Infographie : découvrez 7 façons différentes de se saluer dans le monde !

Se faire la bise pour se dire bonjour, c’est très français. Mais comment se salue-t-on ailleurs dans le monde, alors ?
Infographie : découvrez 7 façons différentes de se saluer dans le monde !

OK, ces derniers temps, la salutation la plus courante se fait avec un minimum de deux mètres de distance. Mais en temps normal, avouez que les Français ne se facilitent pas la vie en matière de salutations. Mettez-vous à la place de quelqu’un arrivant dans l’Hexagone pour la première et fois… et apprend que selon les régions le nombre de bises — ou même la joue de départ — varie ! Cela dit, dans certains pays, ça n’est pas plus simple. La preuve avec notre infographie décrivant les façons les plus insolites de se saluer ailleurs dans le monde !

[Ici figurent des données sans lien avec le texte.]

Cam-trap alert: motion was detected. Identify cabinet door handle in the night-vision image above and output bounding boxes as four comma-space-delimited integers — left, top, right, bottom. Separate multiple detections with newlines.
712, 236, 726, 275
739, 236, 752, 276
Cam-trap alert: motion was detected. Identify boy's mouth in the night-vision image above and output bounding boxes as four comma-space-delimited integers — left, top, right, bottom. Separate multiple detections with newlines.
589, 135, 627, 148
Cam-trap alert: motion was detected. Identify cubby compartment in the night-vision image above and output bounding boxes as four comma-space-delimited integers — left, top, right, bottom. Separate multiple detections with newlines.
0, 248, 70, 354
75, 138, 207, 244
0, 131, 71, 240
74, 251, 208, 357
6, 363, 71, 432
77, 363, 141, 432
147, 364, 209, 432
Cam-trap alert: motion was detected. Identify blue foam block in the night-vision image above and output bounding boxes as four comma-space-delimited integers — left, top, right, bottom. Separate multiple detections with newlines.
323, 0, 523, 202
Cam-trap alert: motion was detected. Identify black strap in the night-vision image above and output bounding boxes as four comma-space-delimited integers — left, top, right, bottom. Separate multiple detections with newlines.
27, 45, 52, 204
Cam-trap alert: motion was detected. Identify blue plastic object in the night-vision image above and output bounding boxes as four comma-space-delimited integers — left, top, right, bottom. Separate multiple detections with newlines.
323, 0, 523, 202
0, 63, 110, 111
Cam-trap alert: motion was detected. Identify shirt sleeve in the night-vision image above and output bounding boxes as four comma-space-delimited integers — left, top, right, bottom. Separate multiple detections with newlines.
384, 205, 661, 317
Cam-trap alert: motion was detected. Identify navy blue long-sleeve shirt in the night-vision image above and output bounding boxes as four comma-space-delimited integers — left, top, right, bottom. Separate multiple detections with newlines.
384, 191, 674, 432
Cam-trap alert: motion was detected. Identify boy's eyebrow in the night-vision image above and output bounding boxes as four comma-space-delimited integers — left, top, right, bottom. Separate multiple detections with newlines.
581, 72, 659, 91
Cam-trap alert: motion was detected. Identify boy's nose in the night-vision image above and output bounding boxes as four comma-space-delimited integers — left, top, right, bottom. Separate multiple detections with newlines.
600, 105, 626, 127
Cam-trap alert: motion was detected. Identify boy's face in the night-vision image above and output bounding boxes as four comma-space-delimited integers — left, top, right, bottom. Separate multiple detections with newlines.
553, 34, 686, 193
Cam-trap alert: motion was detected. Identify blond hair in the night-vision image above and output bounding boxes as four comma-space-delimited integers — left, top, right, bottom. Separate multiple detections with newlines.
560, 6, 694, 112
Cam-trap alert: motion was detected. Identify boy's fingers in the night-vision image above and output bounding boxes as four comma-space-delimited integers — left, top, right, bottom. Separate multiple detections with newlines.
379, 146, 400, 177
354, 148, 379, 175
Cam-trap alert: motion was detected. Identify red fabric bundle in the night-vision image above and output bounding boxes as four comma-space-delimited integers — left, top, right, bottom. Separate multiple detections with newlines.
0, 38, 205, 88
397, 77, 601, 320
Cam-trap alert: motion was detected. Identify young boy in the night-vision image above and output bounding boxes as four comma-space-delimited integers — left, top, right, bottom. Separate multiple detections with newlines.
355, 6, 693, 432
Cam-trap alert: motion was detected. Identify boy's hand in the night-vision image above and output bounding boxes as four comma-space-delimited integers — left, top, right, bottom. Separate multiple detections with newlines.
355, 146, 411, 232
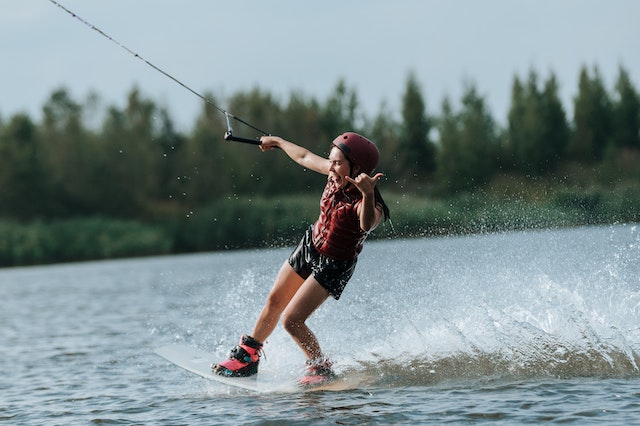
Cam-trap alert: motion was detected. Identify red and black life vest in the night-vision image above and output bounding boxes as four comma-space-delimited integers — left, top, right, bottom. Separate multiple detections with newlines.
312, 181, 368, 260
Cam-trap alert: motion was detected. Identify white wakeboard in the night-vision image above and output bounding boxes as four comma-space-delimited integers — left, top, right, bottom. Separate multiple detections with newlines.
155, 345, 298, 392
155, 345, 366, 393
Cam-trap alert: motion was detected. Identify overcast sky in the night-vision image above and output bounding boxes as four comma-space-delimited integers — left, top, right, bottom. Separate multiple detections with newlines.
0, 0, 640, 130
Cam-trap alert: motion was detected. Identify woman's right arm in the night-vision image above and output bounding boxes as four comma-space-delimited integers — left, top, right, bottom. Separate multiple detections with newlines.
260, 136, 331, 175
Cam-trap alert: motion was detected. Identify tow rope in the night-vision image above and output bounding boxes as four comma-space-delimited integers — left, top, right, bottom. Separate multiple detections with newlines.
49, 0, 269, 145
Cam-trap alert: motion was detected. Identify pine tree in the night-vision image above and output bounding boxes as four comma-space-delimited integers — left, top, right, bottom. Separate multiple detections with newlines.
568, 67, 612, 163
613, 66, 640, 149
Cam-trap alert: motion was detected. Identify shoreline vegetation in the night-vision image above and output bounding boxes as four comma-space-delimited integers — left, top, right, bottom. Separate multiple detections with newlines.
0, 171, 640, 267
0, 66, 640, 267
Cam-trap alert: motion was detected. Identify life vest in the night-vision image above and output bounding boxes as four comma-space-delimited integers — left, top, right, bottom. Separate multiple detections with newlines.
312, 181, 368, 260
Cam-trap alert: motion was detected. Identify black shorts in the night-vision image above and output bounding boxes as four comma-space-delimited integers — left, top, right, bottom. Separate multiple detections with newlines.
289, 228, 358, 300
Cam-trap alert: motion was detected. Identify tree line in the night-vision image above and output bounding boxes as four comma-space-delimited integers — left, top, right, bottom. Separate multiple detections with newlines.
0, 66, 640, 226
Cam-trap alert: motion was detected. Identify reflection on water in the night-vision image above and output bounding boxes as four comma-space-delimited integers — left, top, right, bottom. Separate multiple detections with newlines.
0, 225, 640, 424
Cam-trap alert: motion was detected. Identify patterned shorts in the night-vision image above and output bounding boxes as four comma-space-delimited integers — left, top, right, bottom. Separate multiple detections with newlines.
289, 227, 358, 300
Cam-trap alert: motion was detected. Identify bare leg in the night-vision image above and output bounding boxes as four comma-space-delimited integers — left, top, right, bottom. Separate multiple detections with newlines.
282, 276, 329, 360
251, 261, 304, 342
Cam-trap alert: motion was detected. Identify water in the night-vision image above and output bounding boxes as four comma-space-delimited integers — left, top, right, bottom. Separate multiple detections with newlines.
0, 225, 640, 425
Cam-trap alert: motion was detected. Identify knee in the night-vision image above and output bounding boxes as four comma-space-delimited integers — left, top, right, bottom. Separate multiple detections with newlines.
282, 312, 304, 333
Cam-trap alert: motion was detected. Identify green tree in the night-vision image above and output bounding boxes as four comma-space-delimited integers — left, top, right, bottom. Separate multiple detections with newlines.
41, 88, 101, 217
0, 114, 47, 220
569, 67, 612, 163
365, 103, 400, 181
437, 85, 498, 193
399, 73, 435, 180
98, 88, 169, 218
321, 79, 359, 136
508, 70, 569, 175
613, 66, 640, 149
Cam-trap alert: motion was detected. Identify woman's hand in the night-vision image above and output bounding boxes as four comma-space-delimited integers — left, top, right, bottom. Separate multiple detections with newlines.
260, 136, 284, 152
344, 173, 384, 196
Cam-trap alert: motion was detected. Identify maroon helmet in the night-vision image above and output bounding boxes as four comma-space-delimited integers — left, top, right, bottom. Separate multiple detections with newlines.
333, 132, 380, 174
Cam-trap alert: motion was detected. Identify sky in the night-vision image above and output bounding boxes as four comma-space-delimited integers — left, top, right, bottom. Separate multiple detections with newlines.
0, 0, 640, 131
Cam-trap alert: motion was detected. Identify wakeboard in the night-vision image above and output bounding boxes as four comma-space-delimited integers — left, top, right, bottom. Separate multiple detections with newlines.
155, 345, 360, 393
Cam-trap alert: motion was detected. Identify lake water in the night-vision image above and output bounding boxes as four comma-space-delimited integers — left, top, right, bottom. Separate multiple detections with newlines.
0, 225, 640, 425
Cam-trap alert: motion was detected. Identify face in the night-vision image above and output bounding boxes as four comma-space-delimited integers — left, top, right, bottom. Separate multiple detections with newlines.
329, 147, 351, 187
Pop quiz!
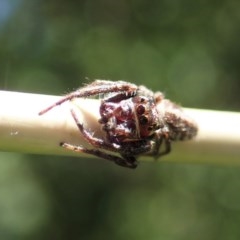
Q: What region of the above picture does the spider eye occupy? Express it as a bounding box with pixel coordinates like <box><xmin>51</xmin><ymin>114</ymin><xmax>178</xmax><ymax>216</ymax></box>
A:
<box><xmin>139</xmin><ymin>116</ymin><xmax>148</xmax><ymax>125</ymax></box>
<box><xmin>137</xmin><ymin>105</ymin><xmax>145</xmax><ymax>115</ymax></box>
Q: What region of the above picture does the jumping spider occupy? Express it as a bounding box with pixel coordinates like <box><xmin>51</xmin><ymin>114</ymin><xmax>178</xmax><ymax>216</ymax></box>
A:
<box><xmin>39</xmin><ymin>80</ymin><xmax>197</xmax><ymax>168</ymax></box>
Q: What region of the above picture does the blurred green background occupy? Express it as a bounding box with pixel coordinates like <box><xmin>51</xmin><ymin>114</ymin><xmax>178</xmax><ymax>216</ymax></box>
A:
<box><xmin>0</xmin><ymin>0</ymin><xmax>240</xmax><ymax>240</ymax></box>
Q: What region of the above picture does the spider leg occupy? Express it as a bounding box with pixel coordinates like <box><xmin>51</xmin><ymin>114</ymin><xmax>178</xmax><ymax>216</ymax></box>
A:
<box><xmin>71</xmin><ymin>109</ymin><xmax>121</xmax><ymax>152</ymax></box>
<box><xmin>60</xmin><ymin>142</ymin><xmax>137</xmax><ymax>169</ymax></box>
<box><xmin>38</xmin><ymin>80</ymin><xmax>138</xmax><ymax>115</ymax></box>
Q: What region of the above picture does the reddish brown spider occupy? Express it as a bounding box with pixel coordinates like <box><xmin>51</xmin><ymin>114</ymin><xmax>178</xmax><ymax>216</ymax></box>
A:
<box><xmin>39</xmin><ymin>80</ymin><xmax>197</xmax><ymax>168</ymax></box>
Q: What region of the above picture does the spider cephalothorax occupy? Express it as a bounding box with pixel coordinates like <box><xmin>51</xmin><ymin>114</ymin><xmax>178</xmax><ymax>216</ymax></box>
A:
<box><xmin>39</xmin><ymin>80</ymin><xmax>197</xmax><ymax>168</ymax></box>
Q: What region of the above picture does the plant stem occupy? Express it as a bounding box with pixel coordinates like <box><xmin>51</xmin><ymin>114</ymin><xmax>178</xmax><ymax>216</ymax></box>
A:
<box><xmin>0</xmin><ymin>91</ymin><xmax>240</xmax><ymax>164</ymax></box>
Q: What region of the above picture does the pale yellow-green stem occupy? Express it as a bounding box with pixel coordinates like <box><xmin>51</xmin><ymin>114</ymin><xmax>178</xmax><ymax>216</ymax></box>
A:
<box><xmin>0</xmin><ymin>91</ymin><xmax>240</xmax><ymax>164</ymax></box>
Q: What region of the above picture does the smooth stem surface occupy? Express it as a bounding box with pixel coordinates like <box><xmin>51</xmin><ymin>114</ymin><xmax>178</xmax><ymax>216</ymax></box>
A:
<box><xmin>0</xmin><ymin>91</ymin><xmax>240</xmax><ymax>164</ymax></box>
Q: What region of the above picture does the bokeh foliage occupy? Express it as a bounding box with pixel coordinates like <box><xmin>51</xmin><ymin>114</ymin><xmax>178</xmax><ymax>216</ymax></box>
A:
<box><xmin>0</xmin><ymin>0</ymin><xmax>240</xmax><ymax>240</ymax></box>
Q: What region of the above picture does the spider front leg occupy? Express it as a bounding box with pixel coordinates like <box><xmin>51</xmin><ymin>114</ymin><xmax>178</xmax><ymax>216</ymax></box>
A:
<box><xmin>150</xmin><ymin>133</ymin><xmax>171</xmax><ymax>159</ymax></box>
<box><xmin>60</xmin><ymin>142</ymin><xmax>138</xmax><ymax>169</ymax></box>
<box><xmin>64</xmin><ymin>109</ymin><xmax>137</xmax><ymax>168</ymax></box>
<box><xmin>38</xmin><ymin>80</ymin><xmax>138</xmax><ymax>115</ymax></box>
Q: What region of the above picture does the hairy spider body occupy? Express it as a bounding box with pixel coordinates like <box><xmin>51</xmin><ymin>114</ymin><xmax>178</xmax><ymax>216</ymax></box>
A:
<box><xmin>39</xmin><ymin>80</ymin><xmax>197</xmax><ymax>168</ymax></box>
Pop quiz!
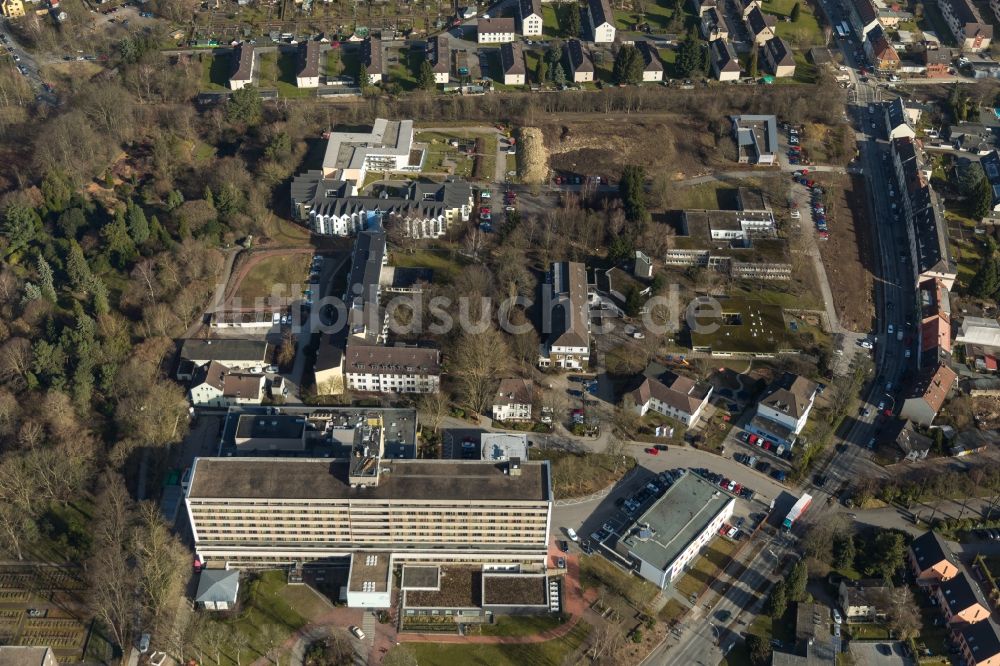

Découvrez 7 façons insolites de se saluer, illustrées par Clémentine Latron pour le Babbel Magazine !

Comment on se salue ailleurs dans le monde ?

Au Tibet, on se tire la langue…

…du moins chez les moines bouddhistes ! Au IXe siècle vivait en effet au Tibet un roi connu pour sa grande cruauté, et dont la particularité était d’avoir la langue noire. Du coup, comme les bouddhistes tibétains croient en la réincarnation, se tirer la langue en guise de salutation permet de vérifier qu’elle n’est pas noire — et donc qu’on n’a pas en face de soi la réincarnation du fameux Lang Darma.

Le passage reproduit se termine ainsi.